Aria Bendix
2021-08-21 - PwC
A year ago, around 88% of people enrolled in private health plans through their employers would have had their treatment costs waived had they gotten COVID-19.
That's according to an analysis from the Kaiser Family Foundation. But now, most people who get hospitalized with COVID-19 could wind up with a hefty bill. A new report from the same group found that among the two largest insurers in each US state, 72% no longer waive costs for COVID-19 treatment.
KFF calculated that the average patient hospitalized with pneumonia (which requires a similar treatment to COVID-19) winds up responsible for around $1,300 in out-of-pocket costs - assuming they have an employer-provided plan.
The US government requires private insurers to make COVID-19 tests and vaccines free to the public, but treatments were never part of that mandate. So some states - Massachusetts, New Mexico, Idaho, Michigan, Minnesota, and Rhode Island - enacted their own requirements that insurers waive out-of-pocket treatment costs.
But even in other states, private insurers have covered treatment costs during the pandemic for the most part - either as a courtesy to patients or a preemptive measure in case the federal government mandated it, KFF found.
Then in November, insurers started to change course. By April 2021, roughly half of the 102 large health plans that KFF examined had stopped waiving COVID-19 treatment costs. Now, just 29 of those plans are waiving costs. Ten of those waivers are set to expire by the end of October, and another 12 will likely expire by the end of 2021.
The analysis concluded that insurers "may no longer face political or public relations pressure to continue waiving costs for COVID-19 treatment" now that vaccines are widely available.
But COVID-19 hospitalizations are skyrocketing again in the US: On average, daily hospitalizations have risen seven-fold in the last two months, from around 1,600 per day to 11,700 per day. That's similar to levels recorded in February, before vaccines were widely available.

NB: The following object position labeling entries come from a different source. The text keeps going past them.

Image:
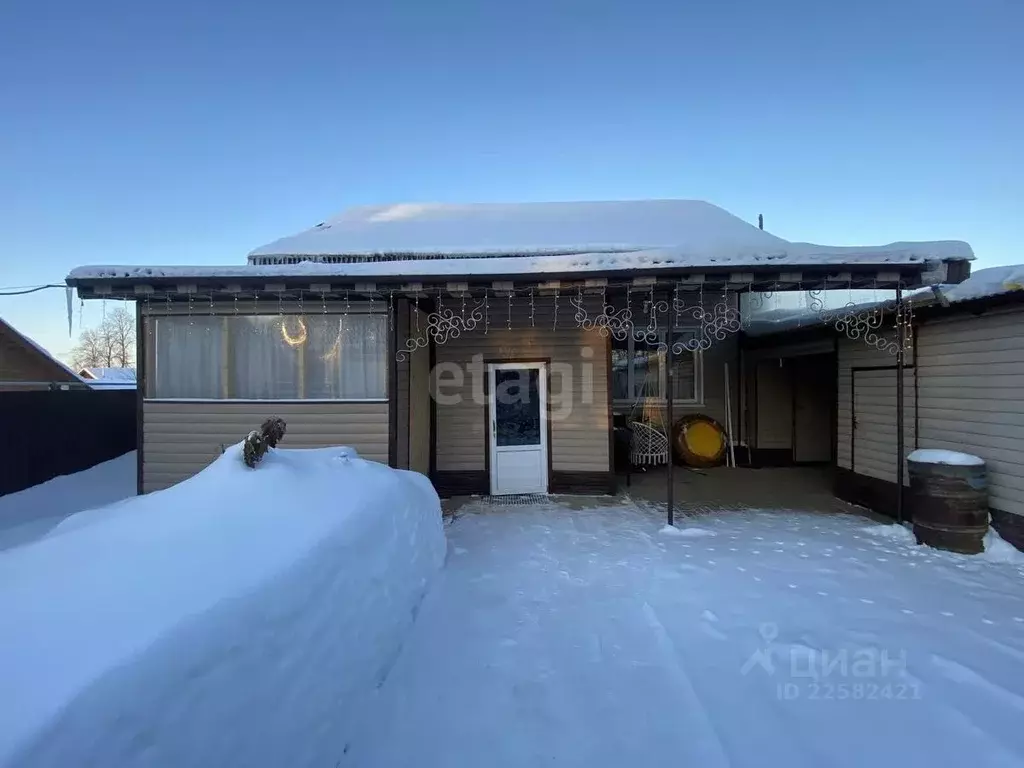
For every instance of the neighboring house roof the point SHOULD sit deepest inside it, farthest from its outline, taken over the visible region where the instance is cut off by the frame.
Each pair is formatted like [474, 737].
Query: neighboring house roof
[110, 375]
[997, 282]
[49, 365]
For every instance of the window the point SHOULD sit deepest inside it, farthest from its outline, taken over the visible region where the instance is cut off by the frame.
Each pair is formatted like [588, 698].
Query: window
[639, 371]
[269, 357]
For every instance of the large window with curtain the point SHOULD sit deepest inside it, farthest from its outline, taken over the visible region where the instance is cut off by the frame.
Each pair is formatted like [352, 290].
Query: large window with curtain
[268, 357]
[639, 371]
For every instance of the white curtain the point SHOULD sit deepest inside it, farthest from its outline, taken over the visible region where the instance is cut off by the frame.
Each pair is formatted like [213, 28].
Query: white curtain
[316, 356]
[264, 357]
[346, 356]
[187, 353]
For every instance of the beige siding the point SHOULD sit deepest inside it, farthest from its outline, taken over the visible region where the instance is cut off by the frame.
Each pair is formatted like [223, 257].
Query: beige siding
[971, 383]
[182, 437]
[875, 454]
[579, 438]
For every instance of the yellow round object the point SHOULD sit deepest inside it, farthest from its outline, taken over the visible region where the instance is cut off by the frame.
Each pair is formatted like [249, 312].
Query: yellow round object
[699, 440]
[704, 439]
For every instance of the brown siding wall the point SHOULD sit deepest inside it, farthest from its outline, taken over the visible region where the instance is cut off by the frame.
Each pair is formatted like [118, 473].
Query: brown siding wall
[971, 383]
[182, 437]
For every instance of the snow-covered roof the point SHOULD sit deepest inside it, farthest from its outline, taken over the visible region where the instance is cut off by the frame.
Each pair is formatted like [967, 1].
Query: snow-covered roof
[680, 229]
[110, 375]
[994, 281]
[39, 349]
[521, 228]
[795, 256]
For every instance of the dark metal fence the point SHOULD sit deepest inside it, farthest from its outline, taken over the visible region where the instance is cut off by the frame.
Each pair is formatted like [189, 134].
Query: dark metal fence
[48, 433]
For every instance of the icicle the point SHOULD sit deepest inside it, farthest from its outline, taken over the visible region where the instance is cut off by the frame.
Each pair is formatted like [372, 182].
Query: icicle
[70, 299]
[344, 316]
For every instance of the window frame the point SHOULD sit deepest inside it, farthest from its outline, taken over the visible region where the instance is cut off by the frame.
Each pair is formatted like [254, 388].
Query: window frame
[663, 383]
[151, 324]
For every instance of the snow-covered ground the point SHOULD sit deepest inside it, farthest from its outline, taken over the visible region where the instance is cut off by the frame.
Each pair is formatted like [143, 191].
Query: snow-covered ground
[241, 617]
[592, 638]
[29, 514]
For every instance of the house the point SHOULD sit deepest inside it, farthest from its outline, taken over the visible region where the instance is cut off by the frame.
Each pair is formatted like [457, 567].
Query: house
[109, 378]
[489, 346]
[963, 389]
[25, 365]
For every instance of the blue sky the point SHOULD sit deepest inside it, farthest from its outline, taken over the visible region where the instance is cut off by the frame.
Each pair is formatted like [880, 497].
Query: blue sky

Hospitals are now approaching capacity in Kentucky, Louisiana, and Georgia, among several other states. Alabama has run out of ICU beds. Healthcare workers say they're delaying non-emergency surgeries and denying patient transfers. Some patients have had to wait hours to be admitted to the emergency room. If hospitals become completely full, doctors may have to start turning people away, in some cases determining who lives and who dies.
The Delta variant has made severe disease more likely for unvaccinated Americans, who represent the vast majority of COVID-19 hospitalizations. The KFF analysis found that COVID-19 hospitalizations among unvaccinated people cost the US health system $2.3 billion in June and July of this year alone.